Diffusion weighted imaging (DWI)
Scans were obtained using a standard in-house stroke DWI sequence (23 slices, matrix 128 × 128 pixel2, voxel size 1.8 × 1.8 × 6 mm3, TR = 3.1 s, TE = 79 ms, flip angle = 90°).
Functional MRI
In cases where the sequence specifications differ between paradigms, values for language task 1 and 2 are given in parentheses. A total of 1 × 260 (6 × 115) scans per examination with 36 (32) axial slices covering the whole brain was acquired in interleaved (descending) order using a gradient echo echo-planar (EPI) T2*-sensitive sequence [resolution = 3 × 3 × 3 mm3, TR = 2.19 (1.83) s, TE = 30 (25) ms, flip angle = 75° (70°), matrix = 64 × 64 pixel2]. During reconstruction, scans were corrected for motion and distortion artifacts based on a reference measurement.
MP-RAGE
A high-resolution T1 anatomical scan was obtained (160 slices, voxel size = 1 × 1 × 1 mm3, TR = 2.2 s, TE = 2.6 ms, FOV = 160 × 240 × 240 mm3) for spatial processing of the fMRI data.
fMRI Data analysis
fMRI data were analyzed with SPM5 (http://www.fil.ion.ucl.ac.uk/spm).
Preprocessing
Data were pre-processed using standard routines implemented in SPM5. In both experiments, slices were first corrected for different signals acquisition times by shifting the signal measured in each slice relative to the acquisition of the middle slice. Volumes were then spatially normalized to the Montreal Neurological Institute (MNI) reference brain using non-linear normalization parameters that were estimated during segmentation of the coregistered T1 anatomical scan [36]. All normalized images were then smoothed using an isotropic 9-mm Gaussian kernel to account for inter-subject differences. Data were motion corrected during acquisition using the method introduced by Zaitsev et al. [37]

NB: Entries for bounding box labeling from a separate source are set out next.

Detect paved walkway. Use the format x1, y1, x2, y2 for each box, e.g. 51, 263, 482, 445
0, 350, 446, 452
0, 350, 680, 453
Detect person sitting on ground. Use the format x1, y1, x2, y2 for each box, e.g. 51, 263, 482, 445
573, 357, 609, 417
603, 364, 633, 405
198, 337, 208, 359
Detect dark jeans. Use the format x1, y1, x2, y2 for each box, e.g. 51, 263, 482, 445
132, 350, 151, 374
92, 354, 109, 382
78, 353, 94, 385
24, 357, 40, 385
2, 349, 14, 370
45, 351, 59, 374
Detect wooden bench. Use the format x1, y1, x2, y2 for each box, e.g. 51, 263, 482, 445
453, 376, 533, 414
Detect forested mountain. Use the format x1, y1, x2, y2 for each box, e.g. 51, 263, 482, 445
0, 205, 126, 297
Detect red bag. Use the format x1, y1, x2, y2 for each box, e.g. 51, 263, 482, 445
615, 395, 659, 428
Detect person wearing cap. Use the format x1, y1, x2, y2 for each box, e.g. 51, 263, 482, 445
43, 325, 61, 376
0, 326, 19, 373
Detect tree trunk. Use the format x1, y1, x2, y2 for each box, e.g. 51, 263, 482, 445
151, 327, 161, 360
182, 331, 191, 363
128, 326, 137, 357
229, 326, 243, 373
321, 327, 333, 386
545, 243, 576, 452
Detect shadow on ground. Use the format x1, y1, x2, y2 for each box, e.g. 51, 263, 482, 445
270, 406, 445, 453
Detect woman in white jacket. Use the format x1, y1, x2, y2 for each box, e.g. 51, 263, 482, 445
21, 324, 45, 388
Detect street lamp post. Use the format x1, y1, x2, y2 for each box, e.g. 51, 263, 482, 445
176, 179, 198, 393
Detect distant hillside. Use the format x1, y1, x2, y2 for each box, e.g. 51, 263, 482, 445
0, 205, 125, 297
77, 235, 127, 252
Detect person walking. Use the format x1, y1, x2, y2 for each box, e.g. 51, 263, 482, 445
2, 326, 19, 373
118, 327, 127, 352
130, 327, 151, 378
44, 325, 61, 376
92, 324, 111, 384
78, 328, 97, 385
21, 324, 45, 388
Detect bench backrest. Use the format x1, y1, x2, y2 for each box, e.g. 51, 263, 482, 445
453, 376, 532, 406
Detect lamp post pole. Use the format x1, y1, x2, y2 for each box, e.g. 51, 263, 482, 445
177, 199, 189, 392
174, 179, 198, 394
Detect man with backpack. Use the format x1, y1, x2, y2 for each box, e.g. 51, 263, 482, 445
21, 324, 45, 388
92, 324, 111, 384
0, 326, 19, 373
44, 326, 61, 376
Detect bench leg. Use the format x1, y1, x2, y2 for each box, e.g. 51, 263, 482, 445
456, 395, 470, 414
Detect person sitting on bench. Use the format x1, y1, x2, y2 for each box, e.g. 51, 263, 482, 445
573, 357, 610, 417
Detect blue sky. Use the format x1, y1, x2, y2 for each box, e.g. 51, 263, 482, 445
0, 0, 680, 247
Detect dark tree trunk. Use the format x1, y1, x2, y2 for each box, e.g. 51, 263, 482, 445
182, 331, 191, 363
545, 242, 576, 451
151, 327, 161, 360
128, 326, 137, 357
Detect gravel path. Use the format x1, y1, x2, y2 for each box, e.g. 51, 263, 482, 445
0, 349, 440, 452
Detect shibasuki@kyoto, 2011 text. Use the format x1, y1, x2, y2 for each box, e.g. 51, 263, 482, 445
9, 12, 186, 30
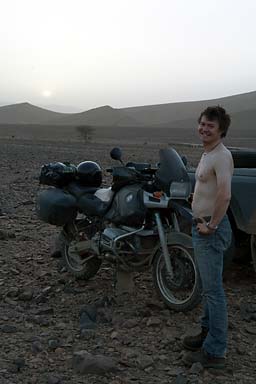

Finite impulse response (FIR) analysis
The time course of the hemodynamic BOLD response in both hemispheres was estimated using FIR analyses as implemented in SPM5. Onsets of auditory stimuli were convolved with a set of ten successive basis functions, which resulted in ten temporally aligned regressors for each condition. Each single basis function estimated the size of the BOLD signal for a specific time window of length TR/2. Altogether, the condition-specific sets of the ten basis functions covered a total post stimulus time of 10.95 s and 9.2 s for paradigms 1 and 2, respectively (see Figure 2 and 3). F-contrasts were computed across all ten basis functions. In the peak voxels within both hemispheres, parameter estimates were extracted for each basis function. In single subject analyses on study patients, parameter estimates represent the averaged effect size across stimuli, while in random effects group analyses on controls, parameter estimates represent the averaged contrast estimate across subjects. Since parameter estimates resembled normalized values, comparisons across subjects were valid. For comparison across paradigms, contrast estimates were divided by the number of sessions (i.e. in case of paradigm 2 by factor 6). The time bin with the highest contrast estimate was used as an approximation of the TTP, and the contrast estimate itself reflects the amplitude of the HRF.
Statistical analysis
Statistical analysis was carried out using SPSS 17.0 software. Nonparametric tests (e.g., Wilcoxon signed-rank test for paired data, Spearman test) were used to compare a patient's data from the two hemispheres, to evaluate their variations over time, and to assess possible correlations. Since the sample size was small, we grouped data from both hemispheres in order to assess the correlation between TTP and Mx index. This was done using Generalized Estimating Equations (GEE) models, which allowed us to account for repeated measurements within subjects (in this case, the measurements from two hemispheres). We reported nominal p values and considered p values of p < 0.05 to be statistically significant. We did not adjust p values for multiple comparison adjustments since they would have significantly reduced the ability to detect interesting correlations within this small sample.